Abroad, there is the need to further escalate the killing in Iraq and Afghanistan, in the face of growing domestic opposition to the wars, and expand US military aggression to other countries. Under Obama, the US has already intensified its covert operations in Yemen, but it has been forced to halt its missile attacks on suspected insurgents since May, when one of its missiles killed a deputy provincial governor, prompting Yemeni President Ali Abdullah Saleh to demand a halt to the strikes.
The US has been pressing the Yemeni regime to allow it to resume the strikes. As the New York Times noted Sunday, “American officials have been considering sending armed drone aircraft to Yemen to replicate the Pakistan campaign, but such a move would almost certainly require the approval of the mercurial Mr. Saleh.”
At home, the terror scares are used to justify the further buildup of the police powers of the state and deeper attacks on democratic rights.
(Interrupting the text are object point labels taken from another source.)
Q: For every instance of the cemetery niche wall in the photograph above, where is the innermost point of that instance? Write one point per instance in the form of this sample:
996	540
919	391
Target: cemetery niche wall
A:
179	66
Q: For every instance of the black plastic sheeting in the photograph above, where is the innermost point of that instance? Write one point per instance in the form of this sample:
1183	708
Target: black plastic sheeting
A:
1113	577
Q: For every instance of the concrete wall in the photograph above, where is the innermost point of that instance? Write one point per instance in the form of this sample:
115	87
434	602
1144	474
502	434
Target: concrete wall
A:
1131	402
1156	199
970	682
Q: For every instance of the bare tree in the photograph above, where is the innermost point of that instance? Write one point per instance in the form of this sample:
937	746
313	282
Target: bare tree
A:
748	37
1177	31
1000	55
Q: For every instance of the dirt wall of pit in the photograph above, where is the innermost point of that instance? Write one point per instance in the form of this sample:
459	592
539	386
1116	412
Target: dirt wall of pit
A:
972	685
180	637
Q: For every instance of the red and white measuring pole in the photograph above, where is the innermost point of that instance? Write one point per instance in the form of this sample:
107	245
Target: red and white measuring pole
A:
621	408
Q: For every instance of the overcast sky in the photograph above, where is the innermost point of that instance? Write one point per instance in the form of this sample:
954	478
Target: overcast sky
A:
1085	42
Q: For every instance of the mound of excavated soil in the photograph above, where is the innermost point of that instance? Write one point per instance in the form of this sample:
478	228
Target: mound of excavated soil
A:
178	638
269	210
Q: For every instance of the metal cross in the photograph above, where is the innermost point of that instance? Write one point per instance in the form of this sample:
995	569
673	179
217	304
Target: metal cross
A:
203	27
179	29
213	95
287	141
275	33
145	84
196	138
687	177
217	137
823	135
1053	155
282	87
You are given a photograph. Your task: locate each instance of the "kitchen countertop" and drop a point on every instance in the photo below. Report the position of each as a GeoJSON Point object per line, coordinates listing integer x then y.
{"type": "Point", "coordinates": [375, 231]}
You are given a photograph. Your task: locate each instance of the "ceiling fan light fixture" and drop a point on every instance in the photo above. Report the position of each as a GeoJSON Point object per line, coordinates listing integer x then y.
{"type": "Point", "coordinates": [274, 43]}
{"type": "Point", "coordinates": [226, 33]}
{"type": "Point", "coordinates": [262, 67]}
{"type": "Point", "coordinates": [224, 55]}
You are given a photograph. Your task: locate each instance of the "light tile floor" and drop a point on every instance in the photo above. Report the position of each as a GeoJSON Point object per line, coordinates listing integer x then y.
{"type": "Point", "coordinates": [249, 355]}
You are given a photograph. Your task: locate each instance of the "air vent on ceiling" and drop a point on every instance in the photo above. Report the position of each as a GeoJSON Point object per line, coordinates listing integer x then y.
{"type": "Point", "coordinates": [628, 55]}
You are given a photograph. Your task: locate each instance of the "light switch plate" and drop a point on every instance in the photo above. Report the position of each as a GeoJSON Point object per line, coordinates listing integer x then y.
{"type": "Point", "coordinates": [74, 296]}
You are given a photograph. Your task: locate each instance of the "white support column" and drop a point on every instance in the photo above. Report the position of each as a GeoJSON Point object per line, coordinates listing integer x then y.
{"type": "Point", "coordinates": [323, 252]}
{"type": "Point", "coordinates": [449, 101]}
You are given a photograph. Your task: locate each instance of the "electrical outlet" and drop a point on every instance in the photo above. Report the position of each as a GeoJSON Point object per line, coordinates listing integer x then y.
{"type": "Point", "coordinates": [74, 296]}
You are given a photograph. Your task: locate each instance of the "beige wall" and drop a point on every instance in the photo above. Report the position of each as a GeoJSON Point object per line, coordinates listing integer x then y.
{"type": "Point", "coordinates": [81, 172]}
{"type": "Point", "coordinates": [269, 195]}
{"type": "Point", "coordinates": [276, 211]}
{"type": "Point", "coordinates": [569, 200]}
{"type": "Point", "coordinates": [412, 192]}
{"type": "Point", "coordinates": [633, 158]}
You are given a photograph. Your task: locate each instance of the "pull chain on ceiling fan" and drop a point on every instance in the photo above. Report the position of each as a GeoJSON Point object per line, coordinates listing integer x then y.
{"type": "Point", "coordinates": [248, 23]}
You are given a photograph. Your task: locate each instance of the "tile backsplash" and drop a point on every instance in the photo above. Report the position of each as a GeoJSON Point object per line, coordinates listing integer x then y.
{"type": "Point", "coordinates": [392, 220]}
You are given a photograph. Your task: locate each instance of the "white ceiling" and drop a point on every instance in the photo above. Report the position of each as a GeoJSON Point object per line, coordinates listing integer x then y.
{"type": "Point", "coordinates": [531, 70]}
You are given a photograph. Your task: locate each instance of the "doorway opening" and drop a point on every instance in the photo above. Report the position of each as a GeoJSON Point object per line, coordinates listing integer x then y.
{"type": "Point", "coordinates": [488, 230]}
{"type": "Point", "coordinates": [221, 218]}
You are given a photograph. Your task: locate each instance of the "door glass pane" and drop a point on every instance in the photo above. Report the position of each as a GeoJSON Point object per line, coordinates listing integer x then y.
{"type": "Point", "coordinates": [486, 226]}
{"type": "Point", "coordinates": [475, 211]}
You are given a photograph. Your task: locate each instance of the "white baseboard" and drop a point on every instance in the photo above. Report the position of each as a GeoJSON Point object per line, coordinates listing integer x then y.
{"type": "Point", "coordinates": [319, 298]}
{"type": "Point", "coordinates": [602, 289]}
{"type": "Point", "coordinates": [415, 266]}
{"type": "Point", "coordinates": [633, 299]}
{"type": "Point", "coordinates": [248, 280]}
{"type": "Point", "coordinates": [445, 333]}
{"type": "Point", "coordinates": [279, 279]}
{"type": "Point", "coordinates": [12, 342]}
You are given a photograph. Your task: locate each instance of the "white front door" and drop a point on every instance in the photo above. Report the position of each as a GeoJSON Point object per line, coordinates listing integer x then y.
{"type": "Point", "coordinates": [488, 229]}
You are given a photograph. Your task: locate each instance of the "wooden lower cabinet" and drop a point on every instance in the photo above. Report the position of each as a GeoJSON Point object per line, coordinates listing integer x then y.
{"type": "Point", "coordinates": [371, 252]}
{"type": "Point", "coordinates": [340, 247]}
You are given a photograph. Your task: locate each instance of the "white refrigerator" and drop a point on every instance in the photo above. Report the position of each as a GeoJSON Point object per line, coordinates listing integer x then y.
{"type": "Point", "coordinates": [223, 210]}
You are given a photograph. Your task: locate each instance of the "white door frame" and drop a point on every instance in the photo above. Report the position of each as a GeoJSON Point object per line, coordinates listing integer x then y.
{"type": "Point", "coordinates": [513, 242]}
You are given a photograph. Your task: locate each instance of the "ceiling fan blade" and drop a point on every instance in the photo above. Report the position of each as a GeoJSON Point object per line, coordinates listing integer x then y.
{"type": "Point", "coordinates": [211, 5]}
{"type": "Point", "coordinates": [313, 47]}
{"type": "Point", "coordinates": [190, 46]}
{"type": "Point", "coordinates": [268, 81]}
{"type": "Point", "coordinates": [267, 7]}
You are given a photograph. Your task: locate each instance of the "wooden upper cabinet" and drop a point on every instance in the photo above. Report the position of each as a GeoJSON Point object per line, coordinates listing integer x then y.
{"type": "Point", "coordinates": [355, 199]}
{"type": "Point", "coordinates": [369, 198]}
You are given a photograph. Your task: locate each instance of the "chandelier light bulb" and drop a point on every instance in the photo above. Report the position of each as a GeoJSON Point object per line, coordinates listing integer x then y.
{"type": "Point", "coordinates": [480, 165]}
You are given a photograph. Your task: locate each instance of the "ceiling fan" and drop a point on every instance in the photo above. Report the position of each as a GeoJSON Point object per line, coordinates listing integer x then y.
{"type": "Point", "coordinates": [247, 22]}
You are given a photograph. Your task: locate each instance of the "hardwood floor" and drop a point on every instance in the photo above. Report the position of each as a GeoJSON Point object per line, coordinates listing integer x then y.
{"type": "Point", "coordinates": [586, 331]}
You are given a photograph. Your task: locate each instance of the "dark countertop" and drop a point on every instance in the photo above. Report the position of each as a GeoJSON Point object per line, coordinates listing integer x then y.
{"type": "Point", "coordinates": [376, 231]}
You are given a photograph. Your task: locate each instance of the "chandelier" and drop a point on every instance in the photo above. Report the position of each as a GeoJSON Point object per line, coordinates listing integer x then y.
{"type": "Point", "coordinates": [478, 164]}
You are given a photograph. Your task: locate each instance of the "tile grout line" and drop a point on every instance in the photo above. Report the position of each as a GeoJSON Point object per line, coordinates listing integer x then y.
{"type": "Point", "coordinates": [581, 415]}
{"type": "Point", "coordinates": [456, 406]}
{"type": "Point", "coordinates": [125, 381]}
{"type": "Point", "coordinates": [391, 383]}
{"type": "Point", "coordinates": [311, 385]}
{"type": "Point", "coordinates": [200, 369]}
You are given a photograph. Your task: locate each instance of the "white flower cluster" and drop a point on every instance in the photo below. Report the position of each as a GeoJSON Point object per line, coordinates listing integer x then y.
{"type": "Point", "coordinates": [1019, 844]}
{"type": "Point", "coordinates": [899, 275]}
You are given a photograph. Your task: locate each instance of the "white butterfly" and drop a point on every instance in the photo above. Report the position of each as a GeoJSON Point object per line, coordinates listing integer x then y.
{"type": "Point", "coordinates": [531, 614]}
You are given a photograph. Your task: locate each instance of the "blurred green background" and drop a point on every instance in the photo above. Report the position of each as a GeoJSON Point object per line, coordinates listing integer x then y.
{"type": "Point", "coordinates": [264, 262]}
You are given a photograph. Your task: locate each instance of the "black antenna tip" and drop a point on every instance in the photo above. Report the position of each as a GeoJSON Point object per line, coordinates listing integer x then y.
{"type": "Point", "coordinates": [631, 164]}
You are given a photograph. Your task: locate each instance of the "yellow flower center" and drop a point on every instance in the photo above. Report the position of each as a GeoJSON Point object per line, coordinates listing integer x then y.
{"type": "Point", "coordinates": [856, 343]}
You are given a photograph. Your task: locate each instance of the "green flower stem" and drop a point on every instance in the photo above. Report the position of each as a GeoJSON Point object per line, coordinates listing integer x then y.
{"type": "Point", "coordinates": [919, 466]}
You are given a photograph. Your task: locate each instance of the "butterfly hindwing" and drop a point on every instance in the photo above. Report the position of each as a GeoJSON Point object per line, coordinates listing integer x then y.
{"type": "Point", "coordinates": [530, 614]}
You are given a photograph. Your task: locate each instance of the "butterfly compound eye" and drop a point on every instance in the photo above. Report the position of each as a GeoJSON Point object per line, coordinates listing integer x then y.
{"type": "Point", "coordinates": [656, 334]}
One of the most sinister aspects of the current government and media campaign is the singling out, without any evidence, of an American citizen, Anwar al-Awlaki, as the supposed mastermind of the plot.
In its article on Sunday, the Times baldly reported that “American officials said evidence was mounting that the top leadership of Al Qaeda in the Arabian Peninsula, including the radical American-born cleric Anwar al-Awlaki, was behind the attempted attacks.” The Times returned to this theme, citing American intelligence officials that the plot “may have been blessed by the highest levels of Al Qaeda’s affiliate in Yemen, including Mr. Awlaki.”
The newspaper noted that US officials “did not present hard evidence of Mr. Awlaki’s involvement,” and then went on to report, “This year, the CIA designated Mr. Awlaki—an American citizen—as a high priority for the agency’s campaign of targeted killing.”
Thus one of the uses to which the current terror scare is being put is to justify the assassination of an American citizen by his own government. The Obama administration is currently seeking to quash a case brought by the American Civil Liberties Union challenging its claim that the president has the legal power to order the murder of anyone, including an American citizen, whom he declares to be a terrorist.
For its part, the Times, the leading organ of the US liberal establishment, published an editorial October 10 supporting the White House position. (See: “The New York Times defends assassinations”).